Het is een nieuwe en belangrijke trend binnen de programmering van internationale dans- en performance festivals in Nederland: niet alleen relevant werk van internationale choreografen tonen, maar ook uitdrukkelijk aandacht besteden aan dansmakers verbonden met de Nederlandse danspraktijk. Spring Utrecht opende in mei met Nicole Beutler en sloot af met Jan Martens, terwijl tijdens Julidans Pere Faura de spits mocht afbijten met sin baile no hay paraíso (no dance, no paradise).
Julidans toonde niet alleen Eszter Salamon, Meg Stuart, Mette Ingvartsen en Lemi Bonifasio, maar had ook de wereldpremière van Protagonist, het nieuwe stuk van Jefta van Dinther bij het Zweedse Cullberg Balleten.
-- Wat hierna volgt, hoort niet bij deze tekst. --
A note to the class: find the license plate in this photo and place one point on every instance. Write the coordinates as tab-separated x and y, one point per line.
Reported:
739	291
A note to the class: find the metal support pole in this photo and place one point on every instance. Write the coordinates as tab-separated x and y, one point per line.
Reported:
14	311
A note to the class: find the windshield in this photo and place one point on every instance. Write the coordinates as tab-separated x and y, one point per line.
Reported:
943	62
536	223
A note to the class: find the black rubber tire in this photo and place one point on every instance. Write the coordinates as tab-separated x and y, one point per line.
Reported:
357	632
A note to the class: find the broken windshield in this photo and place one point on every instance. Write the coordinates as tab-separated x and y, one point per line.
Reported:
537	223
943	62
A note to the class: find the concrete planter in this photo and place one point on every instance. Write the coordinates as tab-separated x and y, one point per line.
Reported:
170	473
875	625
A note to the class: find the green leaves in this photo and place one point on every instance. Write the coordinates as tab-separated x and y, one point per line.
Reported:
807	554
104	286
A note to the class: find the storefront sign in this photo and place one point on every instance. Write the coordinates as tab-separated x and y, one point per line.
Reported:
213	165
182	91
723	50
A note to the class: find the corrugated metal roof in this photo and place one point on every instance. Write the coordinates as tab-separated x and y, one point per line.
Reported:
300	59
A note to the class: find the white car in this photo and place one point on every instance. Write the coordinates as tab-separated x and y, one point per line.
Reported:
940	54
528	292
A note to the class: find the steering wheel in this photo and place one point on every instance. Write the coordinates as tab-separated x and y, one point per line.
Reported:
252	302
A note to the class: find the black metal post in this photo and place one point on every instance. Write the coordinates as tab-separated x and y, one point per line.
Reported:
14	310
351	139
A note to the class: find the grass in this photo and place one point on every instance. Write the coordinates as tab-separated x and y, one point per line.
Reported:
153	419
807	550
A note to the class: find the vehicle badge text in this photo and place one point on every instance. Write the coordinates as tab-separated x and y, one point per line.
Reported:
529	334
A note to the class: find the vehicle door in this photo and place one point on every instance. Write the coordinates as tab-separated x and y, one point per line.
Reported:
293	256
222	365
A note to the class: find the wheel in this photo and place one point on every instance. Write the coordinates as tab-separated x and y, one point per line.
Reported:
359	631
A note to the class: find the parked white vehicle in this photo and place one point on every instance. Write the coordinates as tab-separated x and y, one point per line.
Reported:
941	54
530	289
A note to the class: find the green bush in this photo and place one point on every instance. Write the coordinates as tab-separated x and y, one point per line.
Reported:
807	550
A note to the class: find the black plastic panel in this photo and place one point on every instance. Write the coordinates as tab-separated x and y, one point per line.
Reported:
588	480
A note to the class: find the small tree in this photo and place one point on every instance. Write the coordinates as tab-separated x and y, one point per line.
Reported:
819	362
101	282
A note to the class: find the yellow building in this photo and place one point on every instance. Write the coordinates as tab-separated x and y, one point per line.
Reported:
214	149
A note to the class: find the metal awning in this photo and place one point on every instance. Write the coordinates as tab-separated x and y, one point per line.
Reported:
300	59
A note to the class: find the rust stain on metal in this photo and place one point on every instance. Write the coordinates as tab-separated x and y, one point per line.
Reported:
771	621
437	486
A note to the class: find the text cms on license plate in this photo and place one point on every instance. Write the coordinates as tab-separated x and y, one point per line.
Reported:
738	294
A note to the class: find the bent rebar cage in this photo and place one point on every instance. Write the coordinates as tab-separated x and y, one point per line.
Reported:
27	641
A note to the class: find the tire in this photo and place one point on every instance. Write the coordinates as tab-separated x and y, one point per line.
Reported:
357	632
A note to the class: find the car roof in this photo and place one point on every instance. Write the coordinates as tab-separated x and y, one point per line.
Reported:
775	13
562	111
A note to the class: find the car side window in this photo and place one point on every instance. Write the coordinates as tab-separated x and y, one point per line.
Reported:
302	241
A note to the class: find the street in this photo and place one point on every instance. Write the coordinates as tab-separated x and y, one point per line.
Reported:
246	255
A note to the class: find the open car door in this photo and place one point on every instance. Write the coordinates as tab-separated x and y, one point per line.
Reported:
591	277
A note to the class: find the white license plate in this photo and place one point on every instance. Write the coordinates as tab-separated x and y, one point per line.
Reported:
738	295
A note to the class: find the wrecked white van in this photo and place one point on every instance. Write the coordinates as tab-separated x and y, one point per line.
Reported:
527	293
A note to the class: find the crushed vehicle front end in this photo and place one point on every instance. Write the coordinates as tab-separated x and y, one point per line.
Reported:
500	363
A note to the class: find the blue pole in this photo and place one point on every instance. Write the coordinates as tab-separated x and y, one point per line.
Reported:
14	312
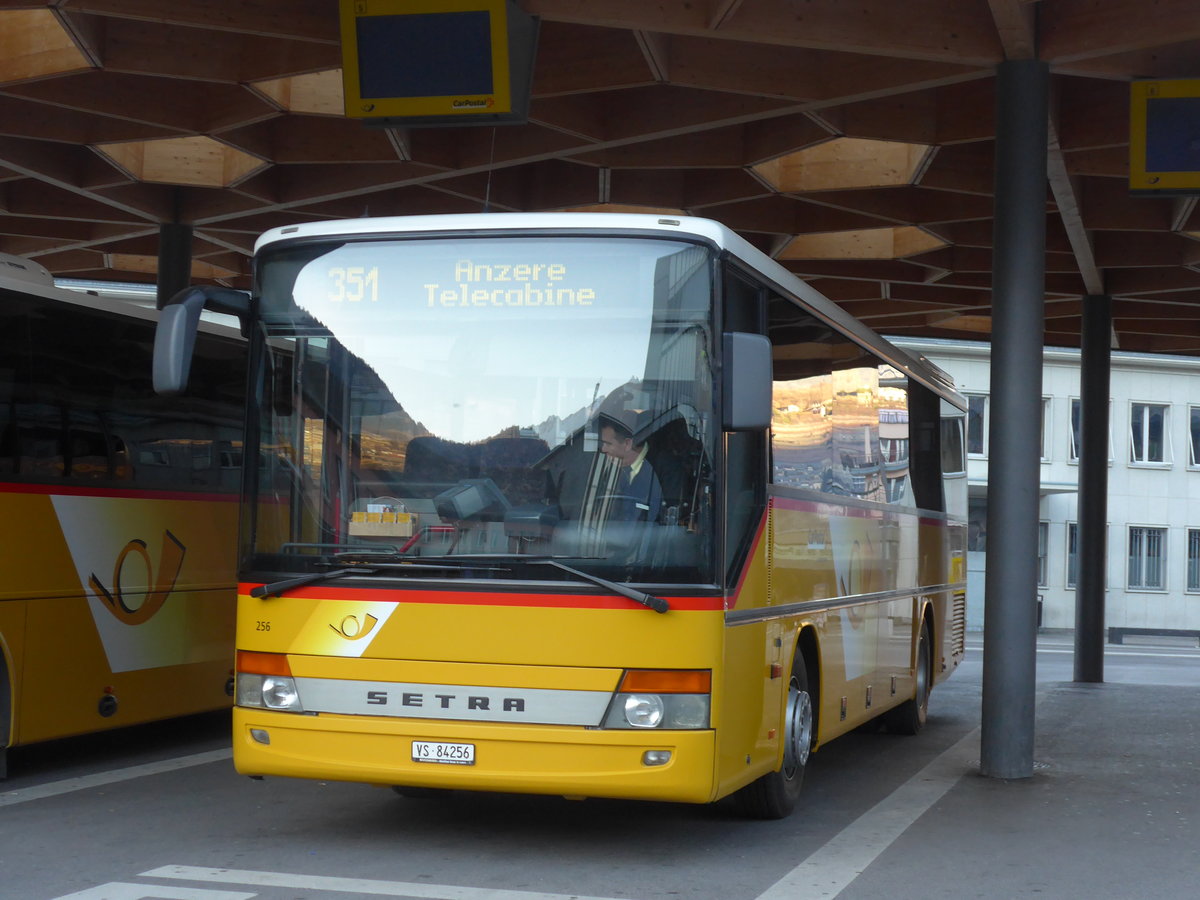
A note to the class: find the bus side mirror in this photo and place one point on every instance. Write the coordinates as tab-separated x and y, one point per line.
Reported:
174	339
747	382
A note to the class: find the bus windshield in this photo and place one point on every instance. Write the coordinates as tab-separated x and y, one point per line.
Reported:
486	396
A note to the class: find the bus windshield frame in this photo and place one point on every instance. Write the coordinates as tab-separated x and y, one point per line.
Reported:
511	397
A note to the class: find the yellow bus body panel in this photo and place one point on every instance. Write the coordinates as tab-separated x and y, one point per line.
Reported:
159	642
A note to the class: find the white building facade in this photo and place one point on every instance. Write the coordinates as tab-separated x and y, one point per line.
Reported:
1153	501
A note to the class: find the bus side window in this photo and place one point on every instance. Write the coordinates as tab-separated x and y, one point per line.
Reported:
745	451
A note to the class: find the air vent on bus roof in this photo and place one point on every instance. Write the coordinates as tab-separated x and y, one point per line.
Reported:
21	269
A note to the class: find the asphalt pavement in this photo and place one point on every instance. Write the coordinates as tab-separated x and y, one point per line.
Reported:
1110	813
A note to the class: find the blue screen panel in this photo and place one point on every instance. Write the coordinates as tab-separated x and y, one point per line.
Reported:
431	54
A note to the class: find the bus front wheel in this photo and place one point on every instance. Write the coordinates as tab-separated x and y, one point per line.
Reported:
774	795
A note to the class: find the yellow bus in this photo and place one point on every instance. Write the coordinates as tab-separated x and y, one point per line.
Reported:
118	515
581	504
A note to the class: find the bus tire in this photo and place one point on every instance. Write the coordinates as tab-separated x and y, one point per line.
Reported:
775	795
910	717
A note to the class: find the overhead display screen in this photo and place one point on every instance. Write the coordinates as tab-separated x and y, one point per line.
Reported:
432	63
1164	137
425	55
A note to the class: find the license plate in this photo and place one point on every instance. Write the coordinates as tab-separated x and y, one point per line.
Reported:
436	751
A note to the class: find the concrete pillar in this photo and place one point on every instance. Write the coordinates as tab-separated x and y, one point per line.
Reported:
174	259
1015	425
1093	487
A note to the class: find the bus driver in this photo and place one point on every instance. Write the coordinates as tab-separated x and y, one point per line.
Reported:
639	495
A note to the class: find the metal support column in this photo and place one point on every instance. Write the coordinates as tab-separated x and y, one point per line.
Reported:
1015	420
1093	487
174	259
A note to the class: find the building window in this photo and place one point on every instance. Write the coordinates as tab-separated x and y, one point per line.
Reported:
1045	429
1194	437
1072	555
1147	433
1147	558
1194	559
1043	540
977	424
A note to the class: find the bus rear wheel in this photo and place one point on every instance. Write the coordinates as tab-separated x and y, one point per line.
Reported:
775	795
910	717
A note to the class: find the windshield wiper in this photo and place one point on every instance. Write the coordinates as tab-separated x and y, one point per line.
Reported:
279	587
473	561
648	600
654	603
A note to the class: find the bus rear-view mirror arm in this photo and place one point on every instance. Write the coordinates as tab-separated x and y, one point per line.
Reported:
175	336
745	381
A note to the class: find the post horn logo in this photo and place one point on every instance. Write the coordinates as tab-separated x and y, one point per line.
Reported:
171	561
354	630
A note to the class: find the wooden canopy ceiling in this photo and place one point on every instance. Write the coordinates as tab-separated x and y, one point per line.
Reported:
852	139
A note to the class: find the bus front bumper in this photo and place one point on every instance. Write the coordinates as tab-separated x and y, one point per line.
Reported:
520	759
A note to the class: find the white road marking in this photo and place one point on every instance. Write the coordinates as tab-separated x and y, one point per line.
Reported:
100	779
351	886
831	869
124	891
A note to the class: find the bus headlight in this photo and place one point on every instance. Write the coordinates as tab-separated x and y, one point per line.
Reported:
268	693
643	711
280	693
666	699
265	682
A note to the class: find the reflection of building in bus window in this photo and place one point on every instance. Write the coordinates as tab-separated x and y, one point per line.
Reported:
977	535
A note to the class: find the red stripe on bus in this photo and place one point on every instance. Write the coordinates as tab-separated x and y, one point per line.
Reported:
829	509
749	561
124	492
468	598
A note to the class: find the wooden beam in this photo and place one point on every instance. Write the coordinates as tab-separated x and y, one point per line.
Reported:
951	31
299	19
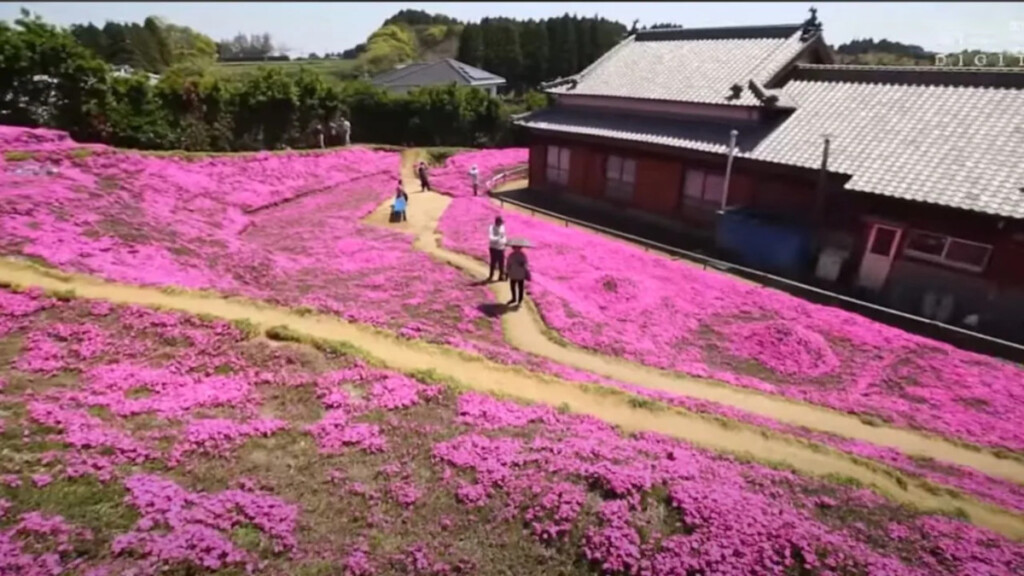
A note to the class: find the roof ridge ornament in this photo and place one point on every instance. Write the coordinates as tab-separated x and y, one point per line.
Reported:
811	26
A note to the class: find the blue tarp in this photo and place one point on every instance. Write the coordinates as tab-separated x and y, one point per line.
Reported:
759	243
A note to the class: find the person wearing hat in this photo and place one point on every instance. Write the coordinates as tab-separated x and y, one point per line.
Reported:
421	171
496	244
474	176
518	274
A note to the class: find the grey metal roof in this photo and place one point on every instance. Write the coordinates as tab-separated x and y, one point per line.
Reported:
947	142
440	72
695	66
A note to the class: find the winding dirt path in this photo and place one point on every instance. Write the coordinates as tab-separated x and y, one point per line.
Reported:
525	330
478	373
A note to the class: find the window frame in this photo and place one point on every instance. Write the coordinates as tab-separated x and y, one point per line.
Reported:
704	204
943	258
557	173
616	186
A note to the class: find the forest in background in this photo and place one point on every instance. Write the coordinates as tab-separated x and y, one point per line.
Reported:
232	95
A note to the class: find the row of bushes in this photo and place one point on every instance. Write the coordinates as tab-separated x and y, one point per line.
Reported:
50	80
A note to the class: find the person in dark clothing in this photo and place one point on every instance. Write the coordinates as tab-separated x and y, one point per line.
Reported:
400	204
333	134
421	170
318	131
518	273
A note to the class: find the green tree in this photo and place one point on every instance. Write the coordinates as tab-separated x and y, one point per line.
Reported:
186	45
47	78
471	45
536	53
564	50
388	46
265	110
502	53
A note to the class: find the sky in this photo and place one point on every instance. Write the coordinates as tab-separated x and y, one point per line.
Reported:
330	27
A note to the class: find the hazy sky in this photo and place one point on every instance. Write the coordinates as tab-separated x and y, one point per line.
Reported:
321	27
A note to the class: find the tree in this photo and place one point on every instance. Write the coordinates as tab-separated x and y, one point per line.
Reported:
536	53
388	46
186	45
471	45
564	50
502	53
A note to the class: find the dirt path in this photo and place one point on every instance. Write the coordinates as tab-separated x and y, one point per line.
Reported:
484	375
525	330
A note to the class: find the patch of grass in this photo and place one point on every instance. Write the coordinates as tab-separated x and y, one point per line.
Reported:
108	183
871	420
17	156
285	334
12	286
844	480
247	327
431	376
66	295
84	501
437	156
645	403
248	537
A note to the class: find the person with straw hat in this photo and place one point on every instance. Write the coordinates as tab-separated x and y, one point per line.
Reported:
517	270
474	176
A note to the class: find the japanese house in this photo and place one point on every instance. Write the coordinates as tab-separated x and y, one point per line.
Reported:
448	71
902	184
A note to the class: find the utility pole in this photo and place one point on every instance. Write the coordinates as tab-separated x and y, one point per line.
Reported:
728	168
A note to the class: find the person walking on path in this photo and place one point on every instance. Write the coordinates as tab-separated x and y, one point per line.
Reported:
400	204
474	176
518	273
421	171
332	138
346	131
497	240
318	131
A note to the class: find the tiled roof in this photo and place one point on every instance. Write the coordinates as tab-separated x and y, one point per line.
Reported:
440	72
948	141
695	66
690	134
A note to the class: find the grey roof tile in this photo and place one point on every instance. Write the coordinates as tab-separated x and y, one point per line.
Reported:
952	146
695	66
440	72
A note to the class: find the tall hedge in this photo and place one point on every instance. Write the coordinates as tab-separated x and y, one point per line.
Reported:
49	79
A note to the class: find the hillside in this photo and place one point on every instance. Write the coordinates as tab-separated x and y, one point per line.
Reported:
886	52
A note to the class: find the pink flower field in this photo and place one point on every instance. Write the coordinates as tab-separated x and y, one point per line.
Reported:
282	228
614	298
137	441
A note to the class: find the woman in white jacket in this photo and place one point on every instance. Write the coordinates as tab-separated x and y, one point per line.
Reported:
497	240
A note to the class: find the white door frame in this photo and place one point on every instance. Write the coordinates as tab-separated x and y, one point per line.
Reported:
875	268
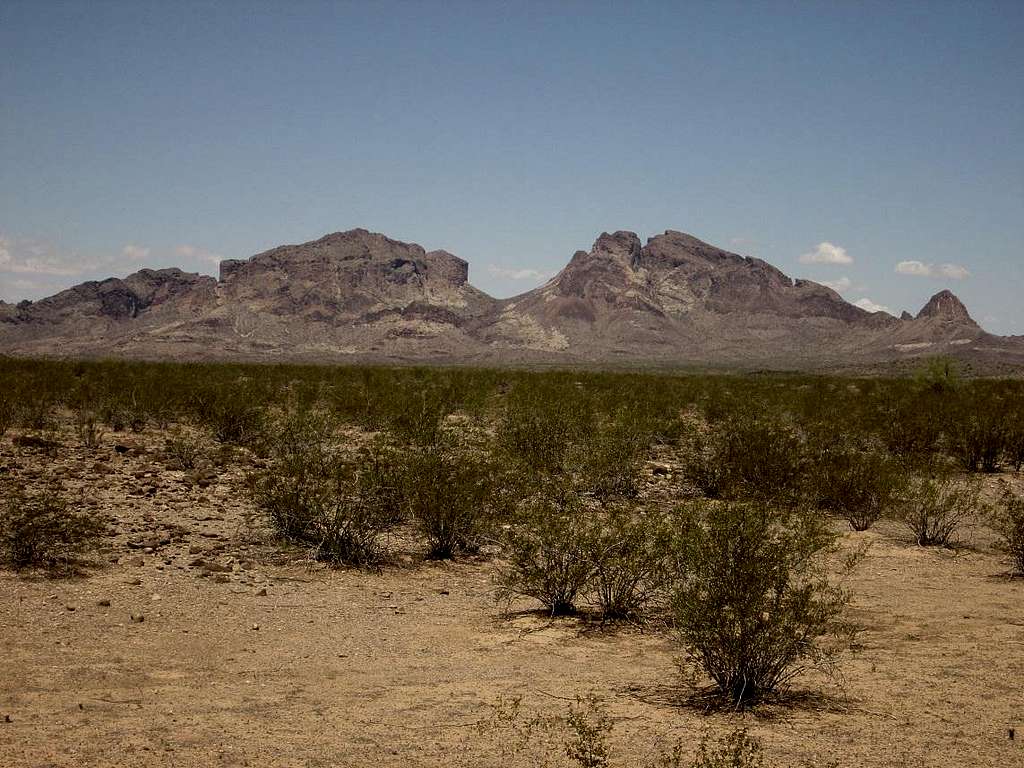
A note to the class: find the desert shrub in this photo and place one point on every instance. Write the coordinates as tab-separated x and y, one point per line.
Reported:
935	509
631	563
6	415
549	551
89	430
736	750
182	452
748	458
1008	519
36	412
232	417
1014	438
312	496
589	726
455	496
41	530
976	430
607	461
858	485
541	424
752	598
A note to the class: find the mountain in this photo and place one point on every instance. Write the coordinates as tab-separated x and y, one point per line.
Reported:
361	296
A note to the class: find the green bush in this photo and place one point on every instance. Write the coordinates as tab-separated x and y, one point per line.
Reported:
737	750
41	530
231	415
607	460
752	597
977	431
88	428
631	563
748	458
6	415
311	495
455	496
549	551
1008	519
936	509
859	485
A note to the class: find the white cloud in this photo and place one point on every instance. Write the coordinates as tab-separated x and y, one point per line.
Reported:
35	257
826	253
954	271
871	306
500	271
840	285
134	253
916	268
200	254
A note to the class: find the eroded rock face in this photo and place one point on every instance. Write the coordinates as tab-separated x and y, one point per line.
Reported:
945	306
351	276
361	296
116	299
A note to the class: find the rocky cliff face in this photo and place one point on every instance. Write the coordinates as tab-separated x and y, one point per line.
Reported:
361	296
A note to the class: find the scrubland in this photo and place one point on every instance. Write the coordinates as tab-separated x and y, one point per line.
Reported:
218	564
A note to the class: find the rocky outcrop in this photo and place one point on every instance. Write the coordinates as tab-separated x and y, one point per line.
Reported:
361	296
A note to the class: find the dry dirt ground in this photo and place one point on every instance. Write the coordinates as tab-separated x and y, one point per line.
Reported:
247	656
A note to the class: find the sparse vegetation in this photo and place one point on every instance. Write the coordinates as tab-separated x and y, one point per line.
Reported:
753	598
41	530
936	509
313	495
549	550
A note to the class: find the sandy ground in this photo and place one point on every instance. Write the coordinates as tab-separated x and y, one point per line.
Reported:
245	656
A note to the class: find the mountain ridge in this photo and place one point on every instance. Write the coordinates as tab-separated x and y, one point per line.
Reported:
357	295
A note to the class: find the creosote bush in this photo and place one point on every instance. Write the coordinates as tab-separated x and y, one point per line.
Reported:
455	496
40	529
737	750
631	555
1008	519
858	485
549	551
745	457
752	598
312	495
936	509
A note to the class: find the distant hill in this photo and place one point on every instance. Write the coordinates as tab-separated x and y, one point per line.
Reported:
359	296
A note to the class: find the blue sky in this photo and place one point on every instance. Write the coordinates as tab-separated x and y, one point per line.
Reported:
878	146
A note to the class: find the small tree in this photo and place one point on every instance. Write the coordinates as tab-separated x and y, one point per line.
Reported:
312	495
753	598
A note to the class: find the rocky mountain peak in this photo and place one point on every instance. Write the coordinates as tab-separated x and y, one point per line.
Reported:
945	306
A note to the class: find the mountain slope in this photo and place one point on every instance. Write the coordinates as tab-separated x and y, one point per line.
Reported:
361	296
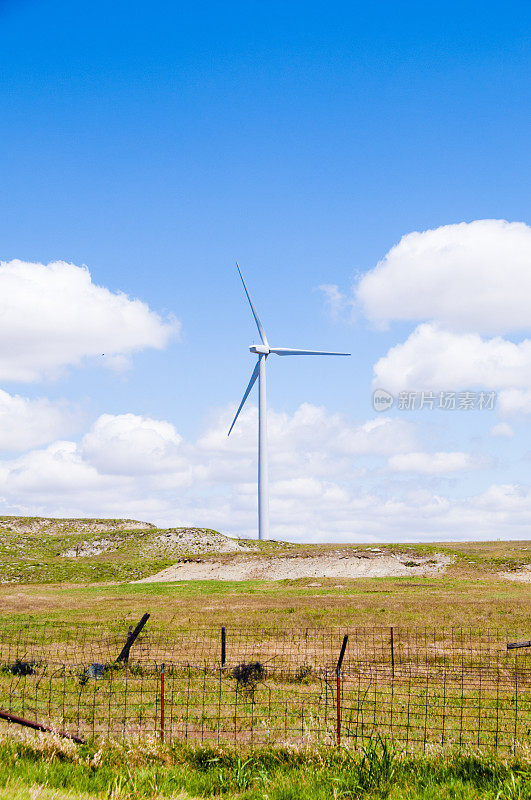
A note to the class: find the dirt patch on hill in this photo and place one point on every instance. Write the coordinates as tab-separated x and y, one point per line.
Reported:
292	567
522	575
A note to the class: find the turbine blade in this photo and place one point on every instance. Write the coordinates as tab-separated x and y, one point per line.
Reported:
290	351
259	325
250	385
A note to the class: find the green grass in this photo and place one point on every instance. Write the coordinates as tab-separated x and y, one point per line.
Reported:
44	767
35	557
434	602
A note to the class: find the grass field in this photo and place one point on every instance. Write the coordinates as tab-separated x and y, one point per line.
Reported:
41	585
468	600
40	768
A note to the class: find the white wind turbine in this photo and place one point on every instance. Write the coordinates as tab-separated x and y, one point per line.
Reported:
262	351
Tijdens het slotweekend was er speciale aandacht voor Israëlische choreografen actief in Nederland. Behalve het drieluik Barbarians van Hofesh Shechter, van wie het NDT ouder werk op het repertoire heeft, presenteerde Julidans een dubbelprogramma met werk van Itamar Serussi en Keren Levi.
Dat dubbelprogramma rammelde aan alle kanten. Het relatief korte werk van Serussi – sinds twee jaar huischoreograaf bij Scapino, daarvoor actief bij het Tilburge Station Zuid – lijkt inderhaast in elkaar gezet. Tefer maakt weinig indruk door een gebrek aan compositorische logica. Daar tegenover staat het avondvullende en doorwrochte werk van Keren Levi. The Dry Piece XL is een heropname van een stuk uit 2012, gemaakt samen met videokunstenaar Assi Weitz en componist Tom Parkinson.
Erkenning
Aan de choreografie van The Dry Piece is niets veranderd. Alleen het aantal dansers is verdubbeld, van 4 naar 8. Dit heeft niet alleen interessante consequenties voor de impact van het werk, maar ook voor de verspreiding ervan: van de kleine zaal naar de grote, van het gespecialiseerde theater naar de schouwburg, van een artistieke incrowd naar het grote publiek, waar nieuwe uitdagingen liggen maar ook meer erkenning te behalen valt.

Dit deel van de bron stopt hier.